Aspirin will precipitate asthmatic attacks in some patients.
This distinct clinical syndrome, called aspirin-induced asthma (AIA) includes vasomotor rhinitis, nasal polyps, intrinsic asthma, and aspirin sensitivity.
Aspirin may also aggravate angina attacks in patients with Prinzmetal’s variant angina (PVA). There have been no reports describing the occurrence of coronary ischemic abnormalities in patients with AIA during acute attacks precipitated by aspirin.
We report a case of coronary artery spasm during an episode of bronchial asthma induced by aspirin.
A 42-year-old black man was admitted July 19,1985. He is known to have been asthmatic since childhood and had been receiving theophylline and bronchodilators until one year ago. Approximately one month prior to admission, the patient had taken ibuprofen, 400 mg, and within two hours, had developed an acute asthma attack. He presented to our Emergency Department, was treated, and then discharged on oral theophylline and intermittent albuterol inhalation.
The patient did well until the day of admission, when one hour after ingesting two aspirin tablets for headache symptoms, he developed an acute exacerbation of his asthma. Thirty minutes later and 45 minutes prior to coming to the Emergency Room, he noted the onset of pressure-like substemal chest pain radiating to the left arm, associated with nausea and diaphoresis.
He had a past history of hypertension treated for two years and had had an episode of renal colic four years ago. Family history included hypertension and congestive heart failure. The patient had smoked cigarettes for many years but had stopped nine months before this episode. Present medications included theophylline, hydro-chlorthiazide, methyldopa, and albuterol. Review of systems was otherwise negative. Acute effects of passive smoking on lung function read in the article on our site https://onlineasthmainhalers.com/acute-effects-of-passive-smoking-on-lung-function-and-airway-reactivity-in-asthmatic-subjects.html.
Physical examination revealed a patient in moderate to severe distress with blood pressure 150/90 mm Hg, regular pulse of 124 beats per minute, temperature of 36.6 °C (98 F°), and respiratory rate of 24 per minute. Bilateral expiratory wheezes were present throughout both lung fields; the remainder of the physical examination was unremarkable.
He was treated with isoetharine via nebulizer. When his dyspnea improved, the history of chest pain was revealed. The ECG showed ST elevation in leads v,-v4> hyperacute T waves in V and ST depression in Va (Fig 1).
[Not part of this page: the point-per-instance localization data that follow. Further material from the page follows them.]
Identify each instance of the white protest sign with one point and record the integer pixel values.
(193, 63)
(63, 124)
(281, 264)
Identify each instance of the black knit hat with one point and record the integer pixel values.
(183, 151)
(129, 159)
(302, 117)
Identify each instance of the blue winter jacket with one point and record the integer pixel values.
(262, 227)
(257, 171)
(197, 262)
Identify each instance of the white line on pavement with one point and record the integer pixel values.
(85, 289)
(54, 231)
The patient received intravenous nitroglycerin, morphine sulphate, and oral nifedipine with improvement. A second ECG, performed 20 minutes later, showed resolution of the ST segment elevation (Fig 2). He was admitted to the coronary care unit.
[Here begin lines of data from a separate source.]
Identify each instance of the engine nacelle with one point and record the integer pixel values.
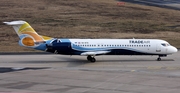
(59, 47)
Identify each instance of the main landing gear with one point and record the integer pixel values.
(159, 58)
(91, 58)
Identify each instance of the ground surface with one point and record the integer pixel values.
(110, 74)
(88, 19)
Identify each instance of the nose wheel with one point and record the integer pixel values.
(158, 59)
(91, 59)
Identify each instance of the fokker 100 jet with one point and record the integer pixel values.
(90, 47)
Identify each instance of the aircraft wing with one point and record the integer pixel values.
(93, 53)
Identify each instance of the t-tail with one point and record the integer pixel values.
(28, 36)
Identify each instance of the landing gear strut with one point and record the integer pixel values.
(90, 58)
(159, 58)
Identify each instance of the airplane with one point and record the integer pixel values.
(90, 47)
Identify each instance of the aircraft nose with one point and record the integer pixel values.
(173, 49)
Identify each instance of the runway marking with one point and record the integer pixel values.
(154, 67)
(160, 67)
Arterial blood gases drawn when first seen in the emergency room revealed pH = 7.48, Pot, 101.1 mm Hg; and Pco,, 37.8 mm Hg, while the patient was receiving 5 IVmin oxygen via nasal cannula. Other laboratory studies included creatinine phosphokinase (IU/L), done at eight-hour intervals: No 1) 1410, MB 5 percent, No 2) 1170, MB 2 percent, No 3) 889, MB negative. On admission, lactic dehydrogenase was 382 and SGOT was 47 (U/L). Subsequently, four days later, LDH was 236 (U/L) and SGOT was 35 (U/L). Other laboratory results including CBC, platelet count, urinalysis, erythrocyte sedimentation rate, prothrombin time, partial thromboplastin time, SGPT, cholesterol and triglyceride levels, and chest roentgenograms were normal. Bedside spirometry suggested obstructive lung disease with FEVlt 1.57 and FVC, 3.6 before, and FEV„ 1.68, FVC, 3.71 after administration of a bronchodilator. Electrocardiographic stress test using the Naughton protocol, performed on the tenth hospital day revealed 1 to 2 mm ST segment depression at two minutes after which the test was terminated. At the time of termination, the patient was asymptomatic with blood pressure of 180/80 mm Hg and a regular heart rate of 120 beats per minute. During left heart catheterization and coronary arteriography, he was found to have a normal left ventriculogram, a normal right coronary artery, and a normal left anterior descending coronary artery. The left circumflex coronary artery showed a 35 percent narrowing in one of its lateral branches.
Figure 1. The initial ECG taken one hour after the ingestion of aspirin during the acute asthmatic attack, showing the ST segment elevation in V,-V4.
Figure 2. The followup ECG taken 20 minutes following the treatment with intravenous nitroglycerin and oral nifedipine, showing the resolution of the ST segment elevation.